Raymond Mdaka

Personal information
- Full name: Xaniseka Raymond Mdaka
- Date of birth: 1 January 1970 (age 56)
- Place of birth: Ga-Mokgwathi, South Africa

Team information
- Current team: South Africa U20 (head coach)

Managerial career
- Years: Team
- 2021–2023: Marumo Gallants
- 2024–: South Africa U20

= Raymond Mdaka =

South African football manager (born 1970)

Xaniseka Raymond Mdaka (born 1 January 1970) is a South African former teacher and soccer manager who is the current head coach of the South Africa national under-20 soccer team.

In 2025, he became the first South African coach to win a continental youth title when he won the 2025 U-20 Africa Cup of Nations.

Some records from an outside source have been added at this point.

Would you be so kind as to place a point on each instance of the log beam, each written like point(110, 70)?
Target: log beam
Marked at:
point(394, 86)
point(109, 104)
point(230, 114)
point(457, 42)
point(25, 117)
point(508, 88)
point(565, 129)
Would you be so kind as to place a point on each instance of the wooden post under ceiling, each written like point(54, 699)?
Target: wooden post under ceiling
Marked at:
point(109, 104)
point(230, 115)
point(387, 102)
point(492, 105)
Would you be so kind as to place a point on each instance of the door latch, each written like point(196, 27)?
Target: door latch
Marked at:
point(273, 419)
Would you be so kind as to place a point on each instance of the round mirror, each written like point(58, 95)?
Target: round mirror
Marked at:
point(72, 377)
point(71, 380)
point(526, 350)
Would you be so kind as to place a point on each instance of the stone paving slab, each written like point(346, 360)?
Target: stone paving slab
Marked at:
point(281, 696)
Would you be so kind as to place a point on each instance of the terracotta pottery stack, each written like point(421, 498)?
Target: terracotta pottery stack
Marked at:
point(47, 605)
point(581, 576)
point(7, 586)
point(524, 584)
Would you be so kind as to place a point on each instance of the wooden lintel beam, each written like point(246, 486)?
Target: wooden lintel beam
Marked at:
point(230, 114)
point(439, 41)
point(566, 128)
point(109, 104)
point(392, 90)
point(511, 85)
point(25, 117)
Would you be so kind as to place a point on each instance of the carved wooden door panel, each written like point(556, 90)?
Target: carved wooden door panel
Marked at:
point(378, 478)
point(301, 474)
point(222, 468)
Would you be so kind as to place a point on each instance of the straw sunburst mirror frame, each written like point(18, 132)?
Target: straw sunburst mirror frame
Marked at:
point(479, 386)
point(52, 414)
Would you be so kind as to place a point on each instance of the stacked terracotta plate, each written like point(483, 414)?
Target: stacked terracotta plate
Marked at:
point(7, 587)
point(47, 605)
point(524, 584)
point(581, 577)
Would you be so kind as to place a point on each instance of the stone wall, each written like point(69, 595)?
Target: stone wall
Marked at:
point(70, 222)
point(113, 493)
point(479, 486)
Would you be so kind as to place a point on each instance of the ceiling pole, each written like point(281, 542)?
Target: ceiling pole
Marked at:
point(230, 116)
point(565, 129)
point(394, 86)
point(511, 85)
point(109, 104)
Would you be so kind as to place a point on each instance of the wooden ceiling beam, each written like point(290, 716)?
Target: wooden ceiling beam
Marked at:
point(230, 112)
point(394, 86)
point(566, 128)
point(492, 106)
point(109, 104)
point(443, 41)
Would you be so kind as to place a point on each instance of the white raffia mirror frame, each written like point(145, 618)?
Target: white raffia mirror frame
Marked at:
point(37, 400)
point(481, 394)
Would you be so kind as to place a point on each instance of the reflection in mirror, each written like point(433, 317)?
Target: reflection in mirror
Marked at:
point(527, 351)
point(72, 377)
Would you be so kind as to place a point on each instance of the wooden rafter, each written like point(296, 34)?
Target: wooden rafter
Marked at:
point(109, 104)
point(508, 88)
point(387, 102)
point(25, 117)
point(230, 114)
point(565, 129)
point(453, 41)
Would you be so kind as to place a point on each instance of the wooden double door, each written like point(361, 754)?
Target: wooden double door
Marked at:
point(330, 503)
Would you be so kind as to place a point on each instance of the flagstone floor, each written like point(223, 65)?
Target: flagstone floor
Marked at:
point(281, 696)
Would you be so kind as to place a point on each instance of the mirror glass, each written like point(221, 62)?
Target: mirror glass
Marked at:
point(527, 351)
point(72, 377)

In 2026, he won the 2026 U-20 cosafa cup.

== Personal life ==
Mdaka grew up in Ga-Mokgwathi village outside Tzaneen and is of Balobedu heritage. He is the sixth of nine children.

He matriculated at Gwambeni High School and obtained his teaching diploma at Giyani College of Education.

== Managerial career ==

=== Marumo Gallants ===
He led Marumo Gallants to their first semi-final at the 2022–23 CAF Confederation Cup.

=== South Africa under-20 ===
Mdaka was appointed Amajita coach in 2024. He won the 2024 COSAFA U-20 Cup with the team not conceding in the entire tournament and qualified for the 2025 U-20 Africa Cup of Nations.

At the 2025 U-20 Africa Cup of Nations he became the first South African coach to win a youth continental title after his team defeated Morocco 1-0 in the final. He then lead the team to their second round of 16 finish at the 2025 FIFA U-20 World Cup in sixteen years.